9. Using our logical axioms and structural rules as discussed in class (but not the axioms of ZFC), give a formal proof that equality is symmetric: i.e., prove ⊢∀x∀y(x=y→y=x) in our formal system.

Pf:

- $\phi\vdash\phi$ by axiom
- $\left(\Sigma\vdash\left(\phi\rightarrow\psi\right)\right)\wedge\left(\phi\vdash\left(\Sigma\rightarrow\psi\right)\right)$ by $\rightarrow$I
- $\Sigma\vdash\phi$ by $\rightarrow$E
- $\phi\vdash\Sigma$ by weakening

10 a. Using our logical axioms and structural rules as discussed in class (but not the axioms of ZFC), give a formal proof of ⊢∃x(x=x). You could say that our logic assumes that at least one thing exists.
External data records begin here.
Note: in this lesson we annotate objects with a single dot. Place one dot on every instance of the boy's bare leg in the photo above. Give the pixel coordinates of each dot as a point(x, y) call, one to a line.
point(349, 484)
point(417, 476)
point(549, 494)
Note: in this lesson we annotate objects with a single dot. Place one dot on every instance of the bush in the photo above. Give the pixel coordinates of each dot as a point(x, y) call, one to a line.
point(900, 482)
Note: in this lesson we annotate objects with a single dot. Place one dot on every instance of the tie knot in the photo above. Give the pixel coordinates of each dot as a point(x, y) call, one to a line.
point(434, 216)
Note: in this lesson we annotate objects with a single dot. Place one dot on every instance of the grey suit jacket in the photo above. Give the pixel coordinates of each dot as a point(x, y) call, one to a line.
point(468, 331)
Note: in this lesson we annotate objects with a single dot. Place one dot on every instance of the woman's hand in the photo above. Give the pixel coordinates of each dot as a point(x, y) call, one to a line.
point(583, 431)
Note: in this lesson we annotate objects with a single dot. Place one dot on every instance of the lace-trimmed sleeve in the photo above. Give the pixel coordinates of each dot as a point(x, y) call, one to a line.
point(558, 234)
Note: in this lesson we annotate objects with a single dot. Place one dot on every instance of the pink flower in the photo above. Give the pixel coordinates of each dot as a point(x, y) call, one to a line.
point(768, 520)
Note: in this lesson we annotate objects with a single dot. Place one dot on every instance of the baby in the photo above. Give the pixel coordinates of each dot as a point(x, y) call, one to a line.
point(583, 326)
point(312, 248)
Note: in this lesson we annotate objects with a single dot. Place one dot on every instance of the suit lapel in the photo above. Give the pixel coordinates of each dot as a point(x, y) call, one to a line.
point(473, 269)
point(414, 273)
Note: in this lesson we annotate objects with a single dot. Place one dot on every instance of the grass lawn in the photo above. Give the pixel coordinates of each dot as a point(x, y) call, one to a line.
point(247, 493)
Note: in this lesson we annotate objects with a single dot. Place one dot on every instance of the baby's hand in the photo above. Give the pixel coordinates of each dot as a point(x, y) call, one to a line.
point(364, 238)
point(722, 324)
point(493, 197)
b. Can you prove that there exist at least two things? (If nothing else, give an unofficial wff expressing that there exist at least two things.)

Pf of (a):

- $\vdash\left(x=x\right)$ by =I
- $\left[y|x\right]\left(y=y\right)$ by $\exists I$
- thus $\exists x\left(x=x\right)$

Pf of (b):

Unofficial WFF version: $\exists x\exists y \left(x\neq y\right)$

Given (a), must do the same for another element $z\neq x$

- $\vdash\left(z=z\right)$ by =I
- $\left[y|z\right]\left(y=y\right)$ by $\exists I$
- $\text{since} x\neq z, \text{then there exist two separate things}$

Comments - Andrew Furash

You do something very general in 9 which is not true. You should have just stuck to the notation given in the prompt.

10A is great, but 10B is incorrect. There could be a universe of only one thing.